# Smirs.com - Anyone bought from them recently?



## Nick67+1 (Jan 1, 2020)

Ordered a Vostok from them nearly three weeks ago, Meranom didn't have stock.

Different kind of checkout, they sent me a PayPal invoice a couple of days after. Paid it, heard nothing since.

Sent a couple of basic chaser emails but had no reply. I know things aren't moving quickly from Russia at the moment, it's just the lack of a response from them is making me a little edgy.

Anyone had any experience with them?


----------



## scottswatches (Sep 22, 2009)

Go straight to PayPal and get a refund. If the service is poor then don't give them money


----------



## Noel59 (Jul 10, 2020)

I have heard other people complain about delivery times from Smits.com.

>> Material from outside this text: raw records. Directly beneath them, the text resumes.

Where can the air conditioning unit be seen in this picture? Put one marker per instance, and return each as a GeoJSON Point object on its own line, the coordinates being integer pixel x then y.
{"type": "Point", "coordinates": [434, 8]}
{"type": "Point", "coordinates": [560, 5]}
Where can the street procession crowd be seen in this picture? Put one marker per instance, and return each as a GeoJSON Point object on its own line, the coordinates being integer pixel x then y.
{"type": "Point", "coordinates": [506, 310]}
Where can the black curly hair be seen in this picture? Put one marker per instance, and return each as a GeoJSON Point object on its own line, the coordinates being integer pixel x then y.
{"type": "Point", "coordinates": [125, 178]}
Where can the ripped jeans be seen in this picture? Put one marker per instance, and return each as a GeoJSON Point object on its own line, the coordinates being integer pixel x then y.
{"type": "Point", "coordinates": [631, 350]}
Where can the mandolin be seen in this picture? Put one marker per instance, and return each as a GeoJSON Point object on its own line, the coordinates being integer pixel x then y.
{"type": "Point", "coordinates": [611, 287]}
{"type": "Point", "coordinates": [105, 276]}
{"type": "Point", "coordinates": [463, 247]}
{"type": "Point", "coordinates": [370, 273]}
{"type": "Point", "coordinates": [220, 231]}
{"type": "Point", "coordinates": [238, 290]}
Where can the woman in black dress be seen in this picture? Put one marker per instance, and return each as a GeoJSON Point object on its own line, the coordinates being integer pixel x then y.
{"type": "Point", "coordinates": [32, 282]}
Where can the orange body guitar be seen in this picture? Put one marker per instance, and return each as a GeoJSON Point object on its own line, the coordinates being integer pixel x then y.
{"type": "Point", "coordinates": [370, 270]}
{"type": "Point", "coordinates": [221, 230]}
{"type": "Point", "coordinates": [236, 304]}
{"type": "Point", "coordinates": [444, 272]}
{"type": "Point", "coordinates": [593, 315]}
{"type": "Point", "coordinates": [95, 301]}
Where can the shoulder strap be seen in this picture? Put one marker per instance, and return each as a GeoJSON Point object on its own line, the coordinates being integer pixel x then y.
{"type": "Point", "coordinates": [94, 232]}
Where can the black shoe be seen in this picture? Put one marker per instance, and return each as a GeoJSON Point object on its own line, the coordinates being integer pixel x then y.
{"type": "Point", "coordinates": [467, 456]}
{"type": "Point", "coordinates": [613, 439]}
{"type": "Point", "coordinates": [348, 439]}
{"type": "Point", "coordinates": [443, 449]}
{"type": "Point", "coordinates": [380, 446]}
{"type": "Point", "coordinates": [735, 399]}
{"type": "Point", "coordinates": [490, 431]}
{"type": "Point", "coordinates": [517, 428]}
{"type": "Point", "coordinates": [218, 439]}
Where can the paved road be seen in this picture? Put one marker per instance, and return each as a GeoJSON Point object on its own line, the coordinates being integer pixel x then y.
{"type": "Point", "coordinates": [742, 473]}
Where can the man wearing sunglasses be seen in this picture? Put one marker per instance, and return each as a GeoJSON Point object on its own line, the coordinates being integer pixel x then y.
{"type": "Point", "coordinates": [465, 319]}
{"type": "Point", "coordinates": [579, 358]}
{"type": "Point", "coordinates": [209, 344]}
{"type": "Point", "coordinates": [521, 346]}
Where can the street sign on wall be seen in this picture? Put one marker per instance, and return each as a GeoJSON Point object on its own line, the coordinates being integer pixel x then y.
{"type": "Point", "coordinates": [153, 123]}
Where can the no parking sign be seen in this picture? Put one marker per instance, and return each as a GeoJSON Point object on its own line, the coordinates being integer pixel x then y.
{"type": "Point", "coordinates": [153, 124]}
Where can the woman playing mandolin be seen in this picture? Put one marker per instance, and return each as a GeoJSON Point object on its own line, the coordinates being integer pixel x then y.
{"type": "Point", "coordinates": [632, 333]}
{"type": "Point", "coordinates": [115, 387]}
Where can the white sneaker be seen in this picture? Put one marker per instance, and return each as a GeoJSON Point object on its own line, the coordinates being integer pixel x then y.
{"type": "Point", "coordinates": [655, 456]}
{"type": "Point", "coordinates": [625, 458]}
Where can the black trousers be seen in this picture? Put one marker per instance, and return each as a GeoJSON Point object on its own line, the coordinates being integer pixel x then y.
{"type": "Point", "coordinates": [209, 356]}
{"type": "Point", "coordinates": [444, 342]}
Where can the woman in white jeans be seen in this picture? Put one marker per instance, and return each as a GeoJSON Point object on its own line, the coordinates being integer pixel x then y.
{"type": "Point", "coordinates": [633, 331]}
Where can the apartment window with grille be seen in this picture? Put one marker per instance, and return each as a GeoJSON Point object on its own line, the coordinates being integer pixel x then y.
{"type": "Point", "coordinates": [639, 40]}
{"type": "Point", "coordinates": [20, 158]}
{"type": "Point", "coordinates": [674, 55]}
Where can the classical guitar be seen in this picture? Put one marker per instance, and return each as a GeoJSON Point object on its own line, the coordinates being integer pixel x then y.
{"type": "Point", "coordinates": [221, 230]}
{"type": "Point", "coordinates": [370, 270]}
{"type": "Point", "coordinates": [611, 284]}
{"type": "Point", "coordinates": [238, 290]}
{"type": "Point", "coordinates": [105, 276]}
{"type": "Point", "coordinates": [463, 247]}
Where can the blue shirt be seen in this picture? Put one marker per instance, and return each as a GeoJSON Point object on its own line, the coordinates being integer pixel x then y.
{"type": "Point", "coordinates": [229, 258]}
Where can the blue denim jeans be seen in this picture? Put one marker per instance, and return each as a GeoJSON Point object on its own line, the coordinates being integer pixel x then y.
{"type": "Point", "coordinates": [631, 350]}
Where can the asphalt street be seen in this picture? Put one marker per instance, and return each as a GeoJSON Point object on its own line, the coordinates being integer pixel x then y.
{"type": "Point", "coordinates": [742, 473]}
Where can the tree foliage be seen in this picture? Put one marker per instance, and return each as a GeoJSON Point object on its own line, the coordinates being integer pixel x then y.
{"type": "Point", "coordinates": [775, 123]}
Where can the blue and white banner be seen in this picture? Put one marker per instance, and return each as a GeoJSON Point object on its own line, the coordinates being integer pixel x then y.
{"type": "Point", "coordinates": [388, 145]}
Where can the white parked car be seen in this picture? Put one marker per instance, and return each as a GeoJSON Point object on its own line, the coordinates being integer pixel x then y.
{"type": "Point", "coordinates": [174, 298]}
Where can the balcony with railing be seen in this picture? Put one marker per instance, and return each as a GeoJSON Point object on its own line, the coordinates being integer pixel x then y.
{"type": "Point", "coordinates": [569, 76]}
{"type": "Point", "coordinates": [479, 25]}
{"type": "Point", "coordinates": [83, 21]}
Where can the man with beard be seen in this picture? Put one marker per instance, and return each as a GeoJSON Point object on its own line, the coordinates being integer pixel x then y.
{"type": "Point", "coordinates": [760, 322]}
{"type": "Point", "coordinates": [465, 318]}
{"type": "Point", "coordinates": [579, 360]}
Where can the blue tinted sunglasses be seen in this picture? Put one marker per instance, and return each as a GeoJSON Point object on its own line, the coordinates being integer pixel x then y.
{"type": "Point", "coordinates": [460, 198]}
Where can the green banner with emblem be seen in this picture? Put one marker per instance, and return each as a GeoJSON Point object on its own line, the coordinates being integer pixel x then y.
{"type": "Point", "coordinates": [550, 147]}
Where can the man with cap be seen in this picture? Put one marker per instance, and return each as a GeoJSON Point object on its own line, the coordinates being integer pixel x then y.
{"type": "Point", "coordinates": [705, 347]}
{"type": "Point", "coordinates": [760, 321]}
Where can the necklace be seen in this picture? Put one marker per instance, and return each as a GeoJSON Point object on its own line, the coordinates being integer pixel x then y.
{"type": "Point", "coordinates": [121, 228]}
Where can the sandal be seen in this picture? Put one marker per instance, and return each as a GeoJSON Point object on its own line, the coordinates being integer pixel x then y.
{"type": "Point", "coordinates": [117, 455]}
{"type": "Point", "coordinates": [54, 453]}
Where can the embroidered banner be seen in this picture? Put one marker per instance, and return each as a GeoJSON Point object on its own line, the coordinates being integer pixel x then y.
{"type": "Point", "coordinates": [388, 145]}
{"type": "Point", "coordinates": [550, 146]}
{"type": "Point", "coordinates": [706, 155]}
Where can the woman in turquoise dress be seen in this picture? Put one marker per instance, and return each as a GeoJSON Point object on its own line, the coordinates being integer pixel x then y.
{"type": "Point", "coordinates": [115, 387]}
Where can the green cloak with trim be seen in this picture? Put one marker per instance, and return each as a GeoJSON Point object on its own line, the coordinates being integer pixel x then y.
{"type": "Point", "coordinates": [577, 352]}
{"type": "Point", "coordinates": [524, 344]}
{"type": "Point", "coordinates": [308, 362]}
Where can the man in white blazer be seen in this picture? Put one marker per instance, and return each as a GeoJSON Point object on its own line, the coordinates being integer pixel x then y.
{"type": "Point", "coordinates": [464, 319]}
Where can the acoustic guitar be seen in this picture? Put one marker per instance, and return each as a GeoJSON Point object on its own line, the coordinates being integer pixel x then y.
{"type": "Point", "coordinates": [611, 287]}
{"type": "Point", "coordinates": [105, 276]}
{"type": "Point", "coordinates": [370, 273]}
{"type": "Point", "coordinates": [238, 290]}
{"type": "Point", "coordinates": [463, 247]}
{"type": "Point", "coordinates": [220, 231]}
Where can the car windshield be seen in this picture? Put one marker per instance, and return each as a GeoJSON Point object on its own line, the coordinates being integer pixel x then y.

E-mail Evgeny at [email protected]

Hei s the customer support manager

Noel


----------



## Nick67+1 (Jan 1, 2020)

Thanks, it turned up yesterday around the same time as an apologetic email for not keeping me informed.

It was postmarked 3rd July so I can't really complain, with delivery under current circumstances.

Clasp and really stiff Bezel aside I love the watch, waiting on some end links from Meranom to swap the bracelet. Hey it's a Vostok, you shouldn't really complain.


----------